Qoheleth Chapter Seven

Translation from the Lilly Pad Bible Commentary by K.D. Frogg:

1 Why are there so many songs about rainbows and what’s on the other side?
2 Rainbows are visions, but only illusions, and rainbows have nothing to hide.
3 So we’ve been told and some choose to believe it. I know they’re wrong, wait and see.
4 Someday we’ll find it, the rainbow connection. The lovers, the dreamers and me.

5 Who said that every wish would be heard
and answered when wished on the morning star?
6 Somebody thought of that and someone believed it.
7 Look what it’s done so far.
8 What’s so amazing that keeps us star gazing
and what do we think we might see?
9 Someday we’ll find it, the rainbow connection.
The lovers, the dreamers and me.
All of us under its spell. We know that it’s probably magic.

10 Have you been half asleep and have you heard voices? I’ve heard them calling my name.
11 Is this the sweet sound that called the young sailors? The voice might be one and the same.
12 I’ve heard it too many times to ignore it. It’s something that I’m supposed to be.
13 Someday we’ll find it, the rainbow connection. The lovers, the dreamers and me.

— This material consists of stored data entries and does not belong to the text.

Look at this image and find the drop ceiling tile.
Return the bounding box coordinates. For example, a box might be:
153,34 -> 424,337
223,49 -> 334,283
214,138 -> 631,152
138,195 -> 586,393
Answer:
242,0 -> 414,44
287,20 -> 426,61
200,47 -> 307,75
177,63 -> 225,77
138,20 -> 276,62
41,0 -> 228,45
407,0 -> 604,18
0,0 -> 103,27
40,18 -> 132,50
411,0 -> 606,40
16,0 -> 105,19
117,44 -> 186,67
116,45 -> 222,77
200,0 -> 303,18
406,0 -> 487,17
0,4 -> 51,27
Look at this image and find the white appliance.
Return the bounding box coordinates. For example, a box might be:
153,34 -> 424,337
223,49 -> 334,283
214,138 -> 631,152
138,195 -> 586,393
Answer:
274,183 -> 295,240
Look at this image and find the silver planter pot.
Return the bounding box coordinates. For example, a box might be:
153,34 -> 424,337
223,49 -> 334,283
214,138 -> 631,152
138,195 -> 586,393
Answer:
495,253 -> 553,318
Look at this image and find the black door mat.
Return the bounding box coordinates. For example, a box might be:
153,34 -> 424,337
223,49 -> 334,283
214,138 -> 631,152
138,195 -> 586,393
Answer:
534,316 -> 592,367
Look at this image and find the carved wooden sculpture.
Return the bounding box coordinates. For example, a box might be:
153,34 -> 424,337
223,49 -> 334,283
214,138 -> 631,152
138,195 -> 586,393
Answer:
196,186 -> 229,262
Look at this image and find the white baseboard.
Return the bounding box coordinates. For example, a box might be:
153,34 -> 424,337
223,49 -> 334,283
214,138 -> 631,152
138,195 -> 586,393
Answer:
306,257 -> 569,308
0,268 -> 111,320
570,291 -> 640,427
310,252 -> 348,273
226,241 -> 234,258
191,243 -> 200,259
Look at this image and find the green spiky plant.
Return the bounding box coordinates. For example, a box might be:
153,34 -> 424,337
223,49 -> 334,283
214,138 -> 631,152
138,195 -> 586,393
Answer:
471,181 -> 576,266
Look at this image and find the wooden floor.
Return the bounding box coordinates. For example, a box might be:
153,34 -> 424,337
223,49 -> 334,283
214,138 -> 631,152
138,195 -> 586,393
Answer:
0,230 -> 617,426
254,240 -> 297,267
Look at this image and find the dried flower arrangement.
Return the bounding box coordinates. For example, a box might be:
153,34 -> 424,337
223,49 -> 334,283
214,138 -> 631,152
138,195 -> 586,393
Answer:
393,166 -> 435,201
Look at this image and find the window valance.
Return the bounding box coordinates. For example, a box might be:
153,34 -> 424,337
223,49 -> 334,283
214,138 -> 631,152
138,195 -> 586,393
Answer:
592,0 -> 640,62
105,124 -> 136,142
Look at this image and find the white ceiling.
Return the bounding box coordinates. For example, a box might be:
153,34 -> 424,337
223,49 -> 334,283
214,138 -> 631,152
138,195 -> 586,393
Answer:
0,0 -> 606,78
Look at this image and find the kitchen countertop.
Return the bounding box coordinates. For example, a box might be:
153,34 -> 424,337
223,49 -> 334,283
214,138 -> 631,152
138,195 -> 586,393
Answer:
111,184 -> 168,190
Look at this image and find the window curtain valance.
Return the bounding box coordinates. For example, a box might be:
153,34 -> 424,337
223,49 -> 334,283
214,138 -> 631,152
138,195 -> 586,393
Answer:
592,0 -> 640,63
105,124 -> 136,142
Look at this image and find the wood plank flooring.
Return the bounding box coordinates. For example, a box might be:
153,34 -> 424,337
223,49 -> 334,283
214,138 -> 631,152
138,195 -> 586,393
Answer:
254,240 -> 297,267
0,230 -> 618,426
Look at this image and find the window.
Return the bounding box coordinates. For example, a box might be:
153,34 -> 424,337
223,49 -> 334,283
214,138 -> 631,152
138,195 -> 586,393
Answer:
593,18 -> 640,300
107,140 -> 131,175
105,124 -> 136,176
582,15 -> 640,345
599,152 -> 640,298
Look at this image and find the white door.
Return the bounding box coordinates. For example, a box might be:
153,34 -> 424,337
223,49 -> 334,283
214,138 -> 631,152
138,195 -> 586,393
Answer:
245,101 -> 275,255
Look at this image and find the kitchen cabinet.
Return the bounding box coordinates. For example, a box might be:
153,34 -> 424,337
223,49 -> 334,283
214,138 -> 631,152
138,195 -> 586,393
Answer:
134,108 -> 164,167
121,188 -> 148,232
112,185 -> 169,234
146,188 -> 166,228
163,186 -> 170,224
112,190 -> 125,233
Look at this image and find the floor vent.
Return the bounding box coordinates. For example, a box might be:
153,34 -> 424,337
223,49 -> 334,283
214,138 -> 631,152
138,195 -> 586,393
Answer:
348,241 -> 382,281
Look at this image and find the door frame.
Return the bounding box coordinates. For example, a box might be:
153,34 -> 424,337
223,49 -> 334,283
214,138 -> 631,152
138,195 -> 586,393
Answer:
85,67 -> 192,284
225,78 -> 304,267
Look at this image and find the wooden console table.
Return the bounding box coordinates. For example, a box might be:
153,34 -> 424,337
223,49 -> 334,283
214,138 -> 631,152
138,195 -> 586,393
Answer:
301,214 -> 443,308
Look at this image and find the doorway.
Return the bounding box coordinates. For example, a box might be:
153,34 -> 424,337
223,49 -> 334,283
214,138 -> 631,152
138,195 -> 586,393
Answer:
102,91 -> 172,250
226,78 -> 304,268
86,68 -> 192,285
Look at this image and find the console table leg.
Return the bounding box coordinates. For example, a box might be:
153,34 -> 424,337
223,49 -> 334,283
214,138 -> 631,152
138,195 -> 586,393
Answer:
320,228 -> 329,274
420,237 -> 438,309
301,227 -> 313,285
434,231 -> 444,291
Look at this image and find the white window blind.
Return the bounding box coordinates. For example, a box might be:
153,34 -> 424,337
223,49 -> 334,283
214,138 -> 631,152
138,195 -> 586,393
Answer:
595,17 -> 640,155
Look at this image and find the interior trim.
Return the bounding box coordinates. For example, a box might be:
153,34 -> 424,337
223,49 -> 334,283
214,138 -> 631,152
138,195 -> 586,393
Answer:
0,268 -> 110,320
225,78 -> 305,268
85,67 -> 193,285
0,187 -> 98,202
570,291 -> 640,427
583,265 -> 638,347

This is an incredibly difficult to decipher chapter of Qoheleth, probably because it is so popular that it is hard to hear the words in a fresh way.  Basically, it means: horrible, slimy, torturous death comes for us all. Or more simply: give up. Surrender to your grisly fate. The second chapter where we hear that rainbows are only illusions, this is the classic hbl refrain, vanity vanity! All is nothing but illusions and rainbows, and chasing after dreams. The answer then, in verse four is that the only remaining desperate hope left is to eat drink, and hope to find connections. Maybe if we just give up, things will be easier for us.
When it says in chapter seven, “Look what it’s done so far”that is when the last of seven mouths of the gaping horror go crunching down on our shinbones. This is really a depressing book. I do not know why it should even be in the bible. But we keep plodding through it, and somewhere hidden deep inside there is a voice of hope. The real challenge is, when Qoheleth says “Someday we’ll find it” and we hear “it’s probably magic” ringing in our ears, we have to look past the rhetoric and remember that this is a depressing passage about the stench of death.
The phrase “is this the sweet sound that called the yong sailors?” in chapter eleven is an obscure Hebrewism that doesn’t really translate to our modern context. The best way I can describe what Qoheleth may be trying to get at here is that the word pbbbth here translated as “sailors” is actually closer to what we might call a whanderplink. It’s one of those dongles that you can widget in your app bin. I hope that clears that up a little bit. Hebrew is clunky enough as it is, and translating it is doubly so.
The meaning of chapter thirteen, is so obscure that your guess is as good as mine. I think the answer might be hidden deep in the quandary of whether I am a muppet or a man. Luther’s gloss on this passage is that he is “a very manly Muppet.” (LW 906, 23). You can see, Luther thinks that Qoheleth was really depressed when he wrote this.